In the next decade, about five million new jobs will be created for
food workers, including kitchen help, waiters and waitresses.
Another four million will be for cashiers and retail salespeople.
More than three million will be for clerks. Two million will be for
helpers, packagers and laborers. Openings for truck drivers will
abound.
Managerial and professional occupations will also need more
workers, but their numbers pale compared with openings requiring
less education. Employers will hire more than three times as many
cashiers as engineers. They will need more than twice as many
food-counter workers, waiters and waitresses than all the systems
analysts, computer engineers and database administrators combined.
How did we convince ourselves that schools must prepare an entire
generation of young people who know calculus? Partly, we have
confused occupational growth rates with the number of new jobs.
Computer engineering and science employment will increase by a
whopping 100 percent, while food service grows by only 11 percent.
But computer science is a relatively small field, so new positions
generate rapid growth rates. There are more waitresses today, so
smaller percentage growth yields more new jobs.
We are also misled by a truism that more employees use computers at
work. Computers often reduce skill levels. Think about supermarket
cashiers using computers to scan bar codes. Many workers may need
less education, not more, when jobs are computerized.
And we naturally focus on what is new, overlooking what is
unchanged. Amazon.com may market in cyberspace, but it creates more
jobs for warehousemen than for Web site designers. It takes no more
education to drive a forklift at Amazon than at Kmart.
Of course, we do face some shortages in skills. But we also have
many jobs where workers, including college graduates, are now
overeducated for tasks they perform. And many shortages in skills
are temporary. We don't have enough engineers, but a decade ago we
had too many. Students then, seeing few openings, switched to other
fields, creating today's shortage.
In time, supply and demand will readjust. We shouldn't confuse
shortages in specific fields with an overall lack of academic
qualifications.
The Labor Department projects an increase from 1996 to 2006 of less
than 1 percent in the overall share of workers in occupations
requiring a college degree.
False expectations that if all children get higher math scores they
will all get better jobs encourage us to duck critical decisions
about how schools relate to society. We rightly want schools to
equip rich and poor, black and white, to compete equally for better
jobs. And we want all young people, regardless of background, to
get good jobs, for which we expect better schools to qualify them.
But this hope can't be fulfilled. We already enroll enough college
students to fill foreseeable vacancies in professional fields.
Increasing the number of applicants does little to increase the
number of vacancies.
So we face a challenge: If academic outcomes improve for all, what
will determine which children win, and which lose, that race?
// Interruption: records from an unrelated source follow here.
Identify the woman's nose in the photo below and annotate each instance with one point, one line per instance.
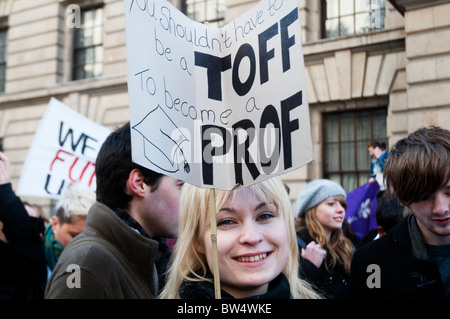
(250, 234)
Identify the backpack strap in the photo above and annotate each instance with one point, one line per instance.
(135, 282)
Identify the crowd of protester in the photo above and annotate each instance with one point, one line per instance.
(143, 234)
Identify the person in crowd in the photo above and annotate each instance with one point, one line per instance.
(69, 221)
(378, 154)
(256, 245)
(23, 272)
(413, 259)
(117, 254)
(388, 214)
(326, 252)
(35, 210)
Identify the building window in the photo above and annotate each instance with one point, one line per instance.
(348, 17)
(3, 47)
(210, 11)
(346, 158)
(88, 45)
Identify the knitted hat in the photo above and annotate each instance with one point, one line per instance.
(316, 192)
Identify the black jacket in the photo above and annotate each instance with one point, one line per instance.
(395, 271)
(23, 270)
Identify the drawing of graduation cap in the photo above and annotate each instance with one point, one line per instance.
(162, 141)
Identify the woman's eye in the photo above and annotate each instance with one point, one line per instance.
(265, 216)
(225, 222)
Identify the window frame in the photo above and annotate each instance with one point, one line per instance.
(323, 20)
(75, 49)
(4, 64)
(217, 20)
(356, 171)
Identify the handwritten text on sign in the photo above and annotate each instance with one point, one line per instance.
(217, 107)
(63, 151)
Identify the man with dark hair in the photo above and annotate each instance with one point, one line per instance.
(412, 260)
(115, 255)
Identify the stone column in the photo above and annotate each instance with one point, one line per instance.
(427, 27)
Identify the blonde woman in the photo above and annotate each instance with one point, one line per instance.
(256, 243)
(326, 253)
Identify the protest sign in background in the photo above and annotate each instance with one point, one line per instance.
(361, 208)
(217, 107)
(63, 151)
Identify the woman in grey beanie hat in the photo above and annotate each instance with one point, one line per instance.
(326, 253)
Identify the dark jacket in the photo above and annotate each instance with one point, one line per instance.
(396, 272)
(101, 272)
(330, 284)
(23, 270)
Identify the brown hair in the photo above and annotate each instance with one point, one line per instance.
(418, 165)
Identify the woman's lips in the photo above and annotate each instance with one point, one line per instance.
(252, 258)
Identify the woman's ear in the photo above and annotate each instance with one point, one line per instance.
(135, 183)
(199, 246)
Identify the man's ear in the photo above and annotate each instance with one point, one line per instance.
(135, 183)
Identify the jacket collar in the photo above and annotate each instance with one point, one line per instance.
(407, 235)
(279, 288)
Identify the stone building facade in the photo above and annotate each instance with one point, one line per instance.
(387, 81)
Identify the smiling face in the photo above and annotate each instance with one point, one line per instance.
(252, 242)
(433, 217)
(330, 214)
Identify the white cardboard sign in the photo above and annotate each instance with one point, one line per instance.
(217, 107)
(63, 151)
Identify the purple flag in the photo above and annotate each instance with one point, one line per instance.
(362, 206)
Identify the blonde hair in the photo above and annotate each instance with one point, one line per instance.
(188, 264)
(340, 247)
(75, 202)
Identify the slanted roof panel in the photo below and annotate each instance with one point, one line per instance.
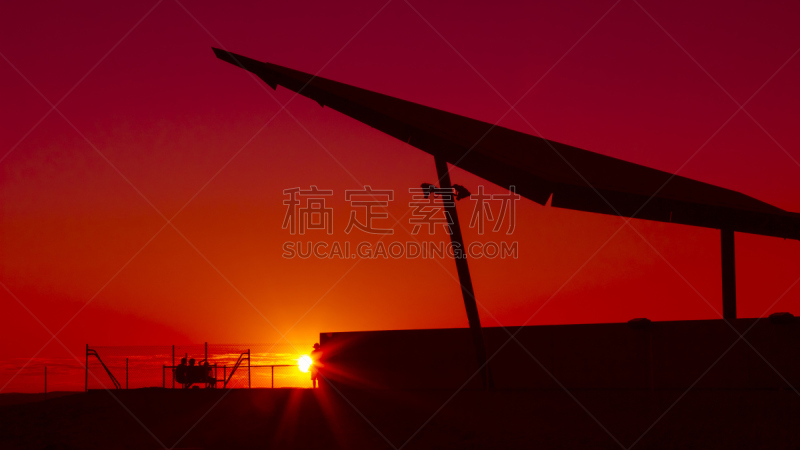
(576, 178)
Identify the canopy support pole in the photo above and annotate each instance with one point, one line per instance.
(728, 274)
(464, 278)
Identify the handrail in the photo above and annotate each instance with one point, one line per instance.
(238, 363)
(89, 352)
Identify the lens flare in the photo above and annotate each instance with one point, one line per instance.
(304, 363)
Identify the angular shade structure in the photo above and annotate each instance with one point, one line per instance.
(539, 168)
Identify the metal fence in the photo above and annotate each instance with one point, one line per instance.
(270, 365)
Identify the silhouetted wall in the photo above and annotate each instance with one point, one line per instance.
(656, 355)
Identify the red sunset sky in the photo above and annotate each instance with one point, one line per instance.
(154, 126)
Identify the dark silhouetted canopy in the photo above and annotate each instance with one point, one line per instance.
(538, 168)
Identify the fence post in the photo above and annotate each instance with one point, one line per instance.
(173, 366)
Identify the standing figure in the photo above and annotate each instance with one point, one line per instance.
(315, 358)
(181, 373)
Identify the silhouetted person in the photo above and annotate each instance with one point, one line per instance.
(191, 372)
(208, 374)
(181, 373)
(315, 357)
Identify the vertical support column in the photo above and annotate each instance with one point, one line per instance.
(462, 267)
(728, 274)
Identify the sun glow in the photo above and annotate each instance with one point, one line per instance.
(304, 363)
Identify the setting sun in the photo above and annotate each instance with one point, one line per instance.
(304, 363)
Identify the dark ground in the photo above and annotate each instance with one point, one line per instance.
(383, 419)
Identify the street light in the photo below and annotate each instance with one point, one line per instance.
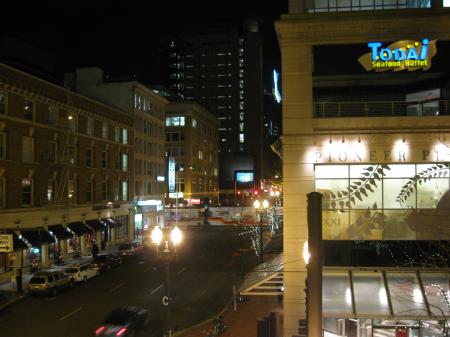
(261, 208)
(171, 238)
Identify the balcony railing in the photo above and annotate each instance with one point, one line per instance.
(381, 109)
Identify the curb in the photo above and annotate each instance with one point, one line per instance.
(4, 305)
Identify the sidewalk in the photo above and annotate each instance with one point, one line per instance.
(8, 289)
(243, 321)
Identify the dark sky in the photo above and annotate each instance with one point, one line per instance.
(124, 37)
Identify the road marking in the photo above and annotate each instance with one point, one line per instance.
(182, 270)
(154, 291)
(116, 287)
(70, 314)
(201, 257)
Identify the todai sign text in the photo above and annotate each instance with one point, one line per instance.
(406, 55)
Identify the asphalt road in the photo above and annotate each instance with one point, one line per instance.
(201, 281)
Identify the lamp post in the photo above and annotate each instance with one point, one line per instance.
(261, 208)
(170, 239)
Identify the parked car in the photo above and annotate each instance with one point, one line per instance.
(82, 272)
(49, 282)
(127, 321)
(130, 249)
(106, 261)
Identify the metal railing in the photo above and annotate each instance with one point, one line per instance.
(381, 109)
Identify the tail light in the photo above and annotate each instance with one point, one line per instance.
(121, 332)
(99, 330)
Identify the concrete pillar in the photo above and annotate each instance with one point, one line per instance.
(82, 245)
(44, 255)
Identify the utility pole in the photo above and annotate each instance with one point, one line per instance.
(314, 266)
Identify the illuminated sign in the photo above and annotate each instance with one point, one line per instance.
(401, 55)
(171, 174)
(244, 176)
(149, 202)
(275, 91)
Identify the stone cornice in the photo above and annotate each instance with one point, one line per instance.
(363, 26)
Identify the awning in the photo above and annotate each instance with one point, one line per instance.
(96, 225)
(60, 232)
(37, 236)
(79, 228)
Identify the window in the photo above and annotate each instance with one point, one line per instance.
(2, 145)
(124, 162)
(104, 189)
(2, 192)
(71, 191)
(124, 136)
(117, 134)
(105, 130)
(3, 101)
(89, 157)
(27, 192)
(175, 121)
(124, 190)
(90, 127)
(51, 152)
(53, 115)
(116, 191)
(89, 190)
(28, 109)
(105, 158)
(51, 190)
(27, 149)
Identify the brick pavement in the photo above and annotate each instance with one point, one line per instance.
(243, 321)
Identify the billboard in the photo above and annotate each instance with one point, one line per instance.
(244, 176)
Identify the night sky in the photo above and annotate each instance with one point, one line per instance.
(126, 37)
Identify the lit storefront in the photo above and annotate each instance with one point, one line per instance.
(365, 122)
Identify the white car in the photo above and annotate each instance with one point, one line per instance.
(82, 272)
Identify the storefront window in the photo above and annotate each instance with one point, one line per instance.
(384, 201)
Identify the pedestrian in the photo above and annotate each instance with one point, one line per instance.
(94, 249)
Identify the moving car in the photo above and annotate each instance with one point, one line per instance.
(82, 272)
(130, 249)
(49, 282)
(106, 261)
(127, 321)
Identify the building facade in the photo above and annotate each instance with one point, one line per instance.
(66, 164)
(220, 68)
(147, 110)
(365, 116)
(192, 140)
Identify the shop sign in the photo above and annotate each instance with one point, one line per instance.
(171, 174)
(6, 243)
(406, 55)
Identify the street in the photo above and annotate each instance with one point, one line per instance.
(201, 281)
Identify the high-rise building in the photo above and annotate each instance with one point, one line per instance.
(220, 67)
(147, 110)
(66, 164)
(365, 123)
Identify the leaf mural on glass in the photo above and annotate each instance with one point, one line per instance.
(358, 189)
(436, 170)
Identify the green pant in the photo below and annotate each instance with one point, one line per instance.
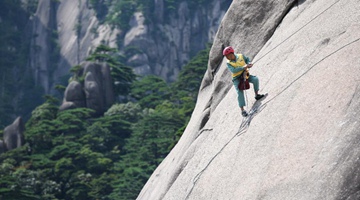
(241, 99)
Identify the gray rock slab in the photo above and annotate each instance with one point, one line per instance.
(303, 143)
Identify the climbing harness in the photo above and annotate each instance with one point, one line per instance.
(258, 106)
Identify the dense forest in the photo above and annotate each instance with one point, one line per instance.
(72, 155)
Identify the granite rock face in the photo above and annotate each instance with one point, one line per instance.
(166, 43)
(13, 135)
(95, 93)
(303, 141)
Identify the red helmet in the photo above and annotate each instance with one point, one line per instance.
(228, 50)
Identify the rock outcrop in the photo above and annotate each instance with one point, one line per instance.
(95, 93)
(170, 41)
(13, 135)
(2, 147)
(303, 140)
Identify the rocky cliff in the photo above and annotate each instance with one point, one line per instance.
(66, 31)
(302, 141)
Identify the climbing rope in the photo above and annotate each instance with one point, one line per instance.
(258, 107)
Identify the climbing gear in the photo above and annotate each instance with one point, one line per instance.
(240, 62)
(244, 113)
(243, 82)
(259, 96)
(228, 50)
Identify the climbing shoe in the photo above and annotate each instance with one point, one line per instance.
(259, 96)
(244, 113)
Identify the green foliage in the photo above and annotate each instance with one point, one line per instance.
(14, 53)
(122, 75)
(129, 111)
(71, 155)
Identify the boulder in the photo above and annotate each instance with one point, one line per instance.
(74, 96)
(96, 92)
(2, 147)
(14, 134)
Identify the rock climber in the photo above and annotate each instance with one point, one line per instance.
(238, 64)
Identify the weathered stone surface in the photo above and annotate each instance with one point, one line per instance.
(304, 141)
(2, 147)
(168, 41)
(14, 134)
(74, 96)
(97, 91)
(94, 99)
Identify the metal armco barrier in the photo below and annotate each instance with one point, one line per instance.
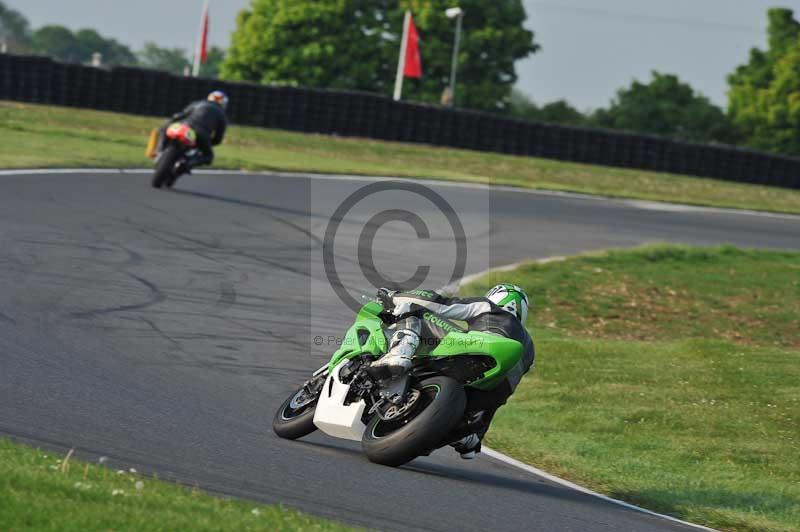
(355, 114)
Imagine that schools further narrow achievement gaps between
advantaged and disadvantaged children. If highly paid, highly
skilled jobs are limited, and more children from Brooklyn win them,
fewer children from Scarsdale will do so. If improved
qualifications empower more poor children to become computer
scientists, more rich children will have to settle for being
waiters.
This seems decent and fair, but we have a lot of introspection,
debate and economic reform ahead before it can happen. Perhaps, for
example, raising academic achievement for disadvantaged children
also requires, as a practical matter, raising the relative pay of
waiters to make these jobs more acceptable to advantaged children
(and to their parents, who are asked to pay taxes to improve the
competitiveness of inner-city graduates).
We can't face these critical issues of 21st-century education with
minds clouded by a "high tech jobs of the future" fog.